Die beiden trafen sich regelmäßig für mehrere Tage, um an Projekten zu arbeiten. „Ich fuhr um 20 Uhr von zu Hause los, um rechtzeitig um 7 Uhr morgens in der alten Firmenzentrale in Bad Honnef zu sein“, erzählt Andreas Richter, der in Ostdeutschland wohnte. „Die Sekretärin von Herrn Birkenstock bot mir Brötchen an, und nach einem schnellen Frühstück machten wir uns an die Arbeit. Er machte eine Zeichnung, ich übertrug sie auf den Computer und am nächsten Tag ging es wieder von vorne los. Die nächste Schnalle, die nächste Form, denn oft hatte er sich über Nacht schon wieder etwas Neues ausgedacht!“
Der Markenname Birkenstock war das Hauptmerkmal jeder Schnalle. Auf den kleinen Schnallen stand nur BIRKEN, auf den ganz kleinen nur BIRK – und daran hat sich bis heute nichts geändert. Jedes noch so kleine Detail wurde hitzig diskutiert. „Von den ersten Zeichnungen bis zur Produktion einer Schnalle in unserem Werk konnten Jahre vergehen“, sagt Andreas Richter. Qualität hat eben ihren Preis.

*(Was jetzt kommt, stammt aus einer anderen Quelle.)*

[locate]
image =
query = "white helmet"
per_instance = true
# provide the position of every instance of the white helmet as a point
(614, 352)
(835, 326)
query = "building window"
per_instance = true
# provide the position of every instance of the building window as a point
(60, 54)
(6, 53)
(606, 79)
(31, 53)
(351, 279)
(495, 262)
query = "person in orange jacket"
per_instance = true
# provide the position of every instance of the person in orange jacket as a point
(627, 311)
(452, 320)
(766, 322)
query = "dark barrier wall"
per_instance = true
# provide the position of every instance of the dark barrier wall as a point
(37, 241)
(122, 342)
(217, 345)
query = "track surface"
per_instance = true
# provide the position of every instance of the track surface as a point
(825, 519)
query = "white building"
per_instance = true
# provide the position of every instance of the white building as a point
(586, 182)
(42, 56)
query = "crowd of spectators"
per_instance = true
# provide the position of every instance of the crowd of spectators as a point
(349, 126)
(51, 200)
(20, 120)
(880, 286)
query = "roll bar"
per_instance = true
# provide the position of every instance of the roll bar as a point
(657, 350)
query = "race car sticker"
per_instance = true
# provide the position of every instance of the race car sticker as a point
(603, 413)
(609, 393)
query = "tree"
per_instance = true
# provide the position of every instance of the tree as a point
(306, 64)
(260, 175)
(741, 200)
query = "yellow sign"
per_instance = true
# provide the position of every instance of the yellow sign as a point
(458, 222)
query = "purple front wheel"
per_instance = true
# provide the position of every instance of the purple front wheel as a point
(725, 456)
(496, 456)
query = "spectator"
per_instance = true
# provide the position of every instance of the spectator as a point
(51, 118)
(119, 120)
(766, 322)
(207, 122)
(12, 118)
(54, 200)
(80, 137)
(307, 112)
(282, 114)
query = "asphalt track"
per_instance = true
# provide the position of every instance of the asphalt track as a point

In den 1980er Jahren ließ Birkenstock die Schnallen für seine Sandalen von verschiedenen Firmen herstellen, doch jedes Produkt sah anders aus – sehr zum Unmut von Karl Birkenstock, der sich daraufhin entschloss, die Teile selbst zu fertigen. „Für viele sind diese Schnallen einfach nur ein Stück Blech, aber für Herrn Birkenstock waren sie eines der Markenzeichen seiner Sandalen“, fährt Andreas Richter fort. „Sie waren für ihn das wichtigste i-Tüpfelchen – so wie der Stern auf der Motorhaube eines Mercedes. Man kann sagen, dass die Schnallen eine seiner größten Leidenschaften waren.“
Obwohl er immer behauptete, nur ein Schuhverkäufer zu sein, war Karl Birkenstock ein echter Experte, der im Laufe der Jahre zu einem wahren Meister der Technik wurde. Als er einmal für 14 Tage in den Urlaub fuhr, verbrachte er allein 12 Tage damit, Fabriken zu besichtigen, mit Experten zu sprechen und Informationen zu sammeln. „Während einer Autofahrt vertraute er mir sogar mal an, dass auf seiner Toilette ein ganzer Stapel Metallbauzeitschriften lag. Wenn wir – in der Regel in Begleitung seiner Frau – eine Messe besuchten, war er nicht mehr zu bremsen. Seine Frau lief immer hinter ihm her, um seinen Anzug zu bürsten. Er selbst ging von Stand zu Stand und unterhielt sich mit den Leuten. Oft sagte er zu mir: ‚Man muss nur mit den Leuten reden, dann lernt man eine ganze Menge.‘ Herr Birkenstock war immer sehr dynamisch und voller Energie.“ Sein Wissensdurst und der Wunsch, immer besser zu werden, führten zur Entwicklung von Schnallen, die bis heute zu den wichtigsten Erfolgsfaktoren von Birkenstock gehören. „Dieser Perfektionismus ist fest in unserer DNA verankert. Stellen Sie sich vor, Sandalen in die ganze Welt zu verkaufen, die alle möglichen Qualitätsstandards erfüllen müssen, und dann mit irgendwelchen billigen und unförmigen Blechteilen verunstaltet sind – das wäre einfach unvorstellbar.“ Während er das sagt, blättert Andreas Richter durch die Zeichnungen in seinem dicken Ordner, auf den er ein Lenin-Zitat geschrieben hat: „Die Praxis ist das Kriterium der Wahrheit“. Karl Birkenstock hätte es nicht besser auf den Punkt bringen können.